That wasn't exactly a comforting answer, but it was all that Ark got.
What did he need the Keyblade for? She had a feeling that he wouldn't be forthcoming with the answer, he had already been vague about it. But, it likely wasn't good.
But, could he even use the Keyblade? You had to be chosen for it, right? Plus, he wouldn't know how to use it, at least, not at first. And, he hadn't bargained for Keyblade lessons, just the Keyblade itself. She knew a few of the Keyblade's tricks, in face, there was one that might come in handy for this exact situation...
Ark looked down at her Keyblade, while in the grand scheme of things, she was a rather new Keyblade wielder, but she and it had been through a lot together. How many Heartless had she slain? How many worlds had she helped? What did her future as a Keyblade wielder look like?
She glanced to both Clu and Rinzler, Clu waiting for her answer, and Rinzler standing there cold and motionless, nothing at all like the Tron she remembered.

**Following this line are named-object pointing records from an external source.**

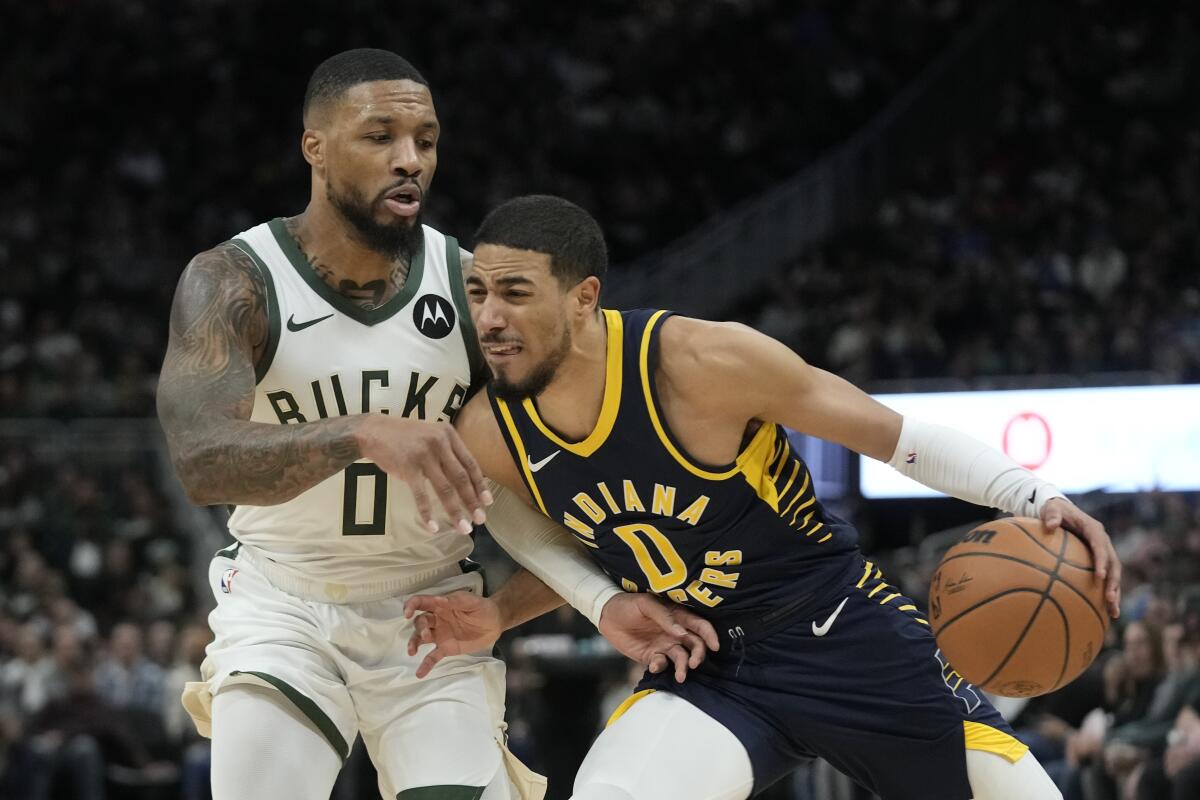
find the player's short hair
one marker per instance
(337, 73)
(544, 223)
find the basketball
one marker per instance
(1017, 609)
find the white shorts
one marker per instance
(347, 668)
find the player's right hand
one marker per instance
(429, 456)
(455, 624)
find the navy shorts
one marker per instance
(856, 679)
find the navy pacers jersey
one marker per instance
(731, 537)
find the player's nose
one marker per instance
(489, 316)
(405, 157)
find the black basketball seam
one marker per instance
(1032, 566)
(1029, 624)
(1066, 651)
(984, 602)
(1035, 540)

That was enough to make her waver.
Ark's decision was made before she had realized it herself. She had to save her friend, there wasn't any other choice she could make.
However, she had a plan, and, if it worked, then maybe everything would be okay after all.

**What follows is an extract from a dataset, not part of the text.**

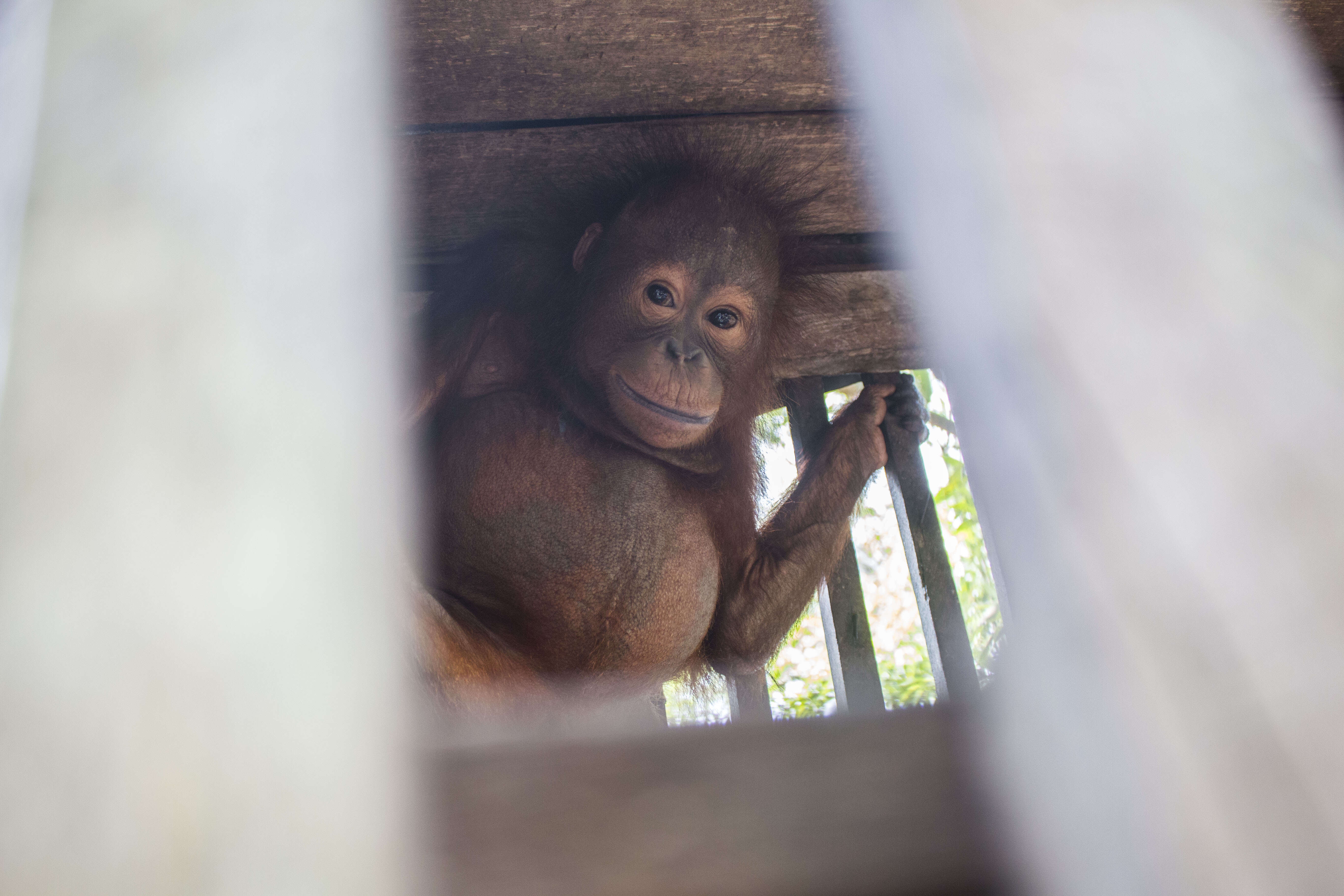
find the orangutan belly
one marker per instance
(581, 554)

She closed her eyes and took a deep breath, tightening her grip on her Keyblade for the last time.
Ark exhaled and swung her Keyblade up so that she could hold it in both hands, feeling its weight and presence and taking a moment to remember everything that they had been through together.
The moments she takes are quiet and reverent, she's solemn as she takes it all in.
Finally, she looks to Clu with tears starting to well up in her eyes. She knows what she has to say, but the words won't come out.
Clu meets her gaze, "Have you made your decision?"
Ark can only close her eyes and give the slightest of nods.
"Very well." Clu reaches over and takes off Rinzler's Identity Disc. He taps a few things and makes a few changes before attaching it back to his back.
Rinzler himself walks over and turns around to stand next to Ark.
Clu gestures to them both, "Rinzler is yours now, he will only answer to you."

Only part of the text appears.